Special to World Tribune.com
MIDDLE EAST NEWSLINE
Friday, August 24, 2001

ISLAMABAD Ñ Saudi billionaire fugitive Osama Bin Laden is said to have again gone underground in Afghanistan amid expectations of a U.S. commando strike.

Pakistani sources said that after several television appearances Bin Laden has cut off all communications with the outside world and again moved to a secret location in Afghanistan. The sources said Bin Laden believes that he will be the target of an imminent U.S. strike.

The move by Bin Laden comes as Pakistan has demonstrated increasing cooperation in U.S. efforts to locate the Saudi national, charged with the 1998 bombings of two U.S. embassies in eastern Africa. Bin Laden is also believed to have sponsored the bombing of the USS Cole in Aden last October, in which 17 U.S. sailors were killed.

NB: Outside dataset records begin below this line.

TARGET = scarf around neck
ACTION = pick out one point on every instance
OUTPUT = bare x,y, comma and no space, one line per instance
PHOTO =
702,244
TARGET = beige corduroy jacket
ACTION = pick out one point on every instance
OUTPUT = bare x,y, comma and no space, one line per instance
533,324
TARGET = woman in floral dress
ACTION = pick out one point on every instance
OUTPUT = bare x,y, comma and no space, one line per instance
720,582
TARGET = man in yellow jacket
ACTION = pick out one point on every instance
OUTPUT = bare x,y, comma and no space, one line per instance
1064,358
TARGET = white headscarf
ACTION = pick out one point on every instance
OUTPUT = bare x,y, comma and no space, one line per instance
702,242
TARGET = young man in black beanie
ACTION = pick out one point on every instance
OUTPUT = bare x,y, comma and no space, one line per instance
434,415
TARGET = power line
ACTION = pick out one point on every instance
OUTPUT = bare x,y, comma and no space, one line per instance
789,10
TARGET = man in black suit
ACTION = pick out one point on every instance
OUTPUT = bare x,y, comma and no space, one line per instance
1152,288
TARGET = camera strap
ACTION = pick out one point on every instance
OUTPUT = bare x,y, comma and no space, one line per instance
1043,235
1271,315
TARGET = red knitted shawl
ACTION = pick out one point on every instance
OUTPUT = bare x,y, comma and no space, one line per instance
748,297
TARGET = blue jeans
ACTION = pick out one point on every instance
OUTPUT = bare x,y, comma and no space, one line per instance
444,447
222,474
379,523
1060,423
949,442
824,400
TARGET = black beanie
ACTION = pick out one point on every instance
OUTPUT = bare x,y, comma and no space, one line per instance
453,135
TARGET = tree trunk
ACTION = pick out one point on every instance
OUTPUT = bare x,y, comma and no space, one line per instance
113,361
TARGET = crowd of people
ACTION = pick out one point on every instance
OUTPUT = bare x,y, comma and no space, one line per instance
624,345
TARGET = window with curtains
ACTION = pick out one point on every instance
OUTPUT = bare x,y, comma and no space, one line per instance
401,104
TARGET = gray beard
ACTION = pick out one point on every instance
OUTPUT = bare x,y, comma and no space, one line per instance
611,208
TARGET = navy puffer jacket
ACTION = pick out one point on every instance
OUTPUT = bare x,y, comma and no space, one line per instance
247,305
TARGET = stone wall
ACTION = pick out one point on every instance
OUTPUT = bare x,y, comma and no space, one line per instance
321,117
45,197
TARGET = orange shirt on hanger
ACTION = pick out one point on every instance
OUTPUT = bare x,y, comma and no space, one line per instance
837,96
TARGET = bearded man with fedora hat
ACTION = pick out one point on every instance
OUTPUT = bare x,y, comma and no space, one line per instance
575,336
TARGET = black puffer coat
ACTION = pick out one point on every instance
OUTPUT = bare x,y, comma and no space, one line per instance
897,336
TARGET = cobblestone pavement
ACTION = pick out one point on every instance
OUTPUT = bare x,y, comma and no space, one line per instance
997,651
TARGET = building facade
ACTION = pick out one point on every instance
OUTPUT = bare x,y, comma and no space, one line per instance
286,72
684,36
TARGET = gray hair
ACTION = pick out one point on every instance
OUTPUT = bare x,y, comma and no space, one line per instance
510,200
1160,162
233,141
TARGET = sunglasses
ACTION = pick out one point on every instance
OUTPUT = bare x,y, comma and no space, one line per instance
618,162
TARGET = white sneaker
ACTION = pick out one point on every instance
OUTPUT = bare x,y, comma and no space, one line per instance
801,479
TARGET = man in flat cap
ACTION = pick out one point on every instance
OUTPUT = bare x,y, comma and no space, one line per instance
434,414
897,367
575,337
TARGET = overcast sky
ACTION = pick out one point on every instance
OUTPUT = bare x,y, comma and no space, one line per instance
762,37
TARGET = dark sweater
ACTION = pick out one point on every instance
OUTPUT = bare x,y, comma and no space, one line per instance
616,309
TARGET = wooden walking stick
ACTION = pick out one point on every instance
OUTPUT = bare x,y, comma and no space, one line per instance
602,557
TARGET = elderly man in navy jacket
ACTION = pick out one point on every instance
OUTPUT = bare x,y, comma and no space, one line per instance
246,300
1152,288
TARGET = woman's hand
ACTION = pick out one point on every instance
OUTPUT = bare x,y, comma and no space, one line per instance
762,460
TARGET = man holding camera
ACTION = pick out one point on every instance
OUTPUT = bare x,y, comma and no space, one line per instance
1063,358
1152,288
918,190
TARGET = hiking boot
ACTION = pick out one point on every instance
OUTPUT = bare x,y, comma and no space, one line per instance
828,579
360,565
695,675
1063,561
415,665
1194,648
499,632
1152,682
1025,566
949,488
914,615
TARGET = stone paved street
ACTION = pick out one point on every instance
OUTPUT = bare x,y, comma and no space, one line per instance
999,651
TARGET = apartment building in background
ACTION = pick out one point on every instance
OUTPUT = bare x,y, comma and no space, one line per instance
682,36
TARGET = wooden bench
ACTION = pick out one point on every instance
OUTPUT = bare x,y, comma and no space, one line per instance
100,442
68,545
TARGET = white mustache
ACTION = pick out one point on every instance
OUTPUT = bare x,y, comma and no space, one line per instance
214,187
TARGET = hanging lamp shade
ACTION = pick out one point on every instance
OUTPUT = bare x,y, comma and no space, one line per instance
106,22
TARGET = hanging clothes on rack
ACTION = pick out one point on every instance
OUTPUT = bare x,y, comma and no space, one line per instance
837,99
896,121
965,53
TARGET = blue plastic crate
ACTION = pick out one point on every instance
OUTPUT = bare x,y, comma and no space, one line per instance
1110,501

The Indian Tribune newspaper reports that Bin Laden and 12 of his associates have moved to an undisclosed location after Islamabad allowed United Nations personnel to monitor the border with Afghanistan. The UN has imposed sanctions on Afghanistan in wake of its refusal to capture Bin Laden.

Pakistani sources said U.S. intelligence agents have been monitoring communications in Afghanistan for at least two years in hopes of obtaining Bin Laden's whereabouts. The sources said Pakistan has also cracked down on members of Bin Laden's Al Qaida group who cross from Afghanistan.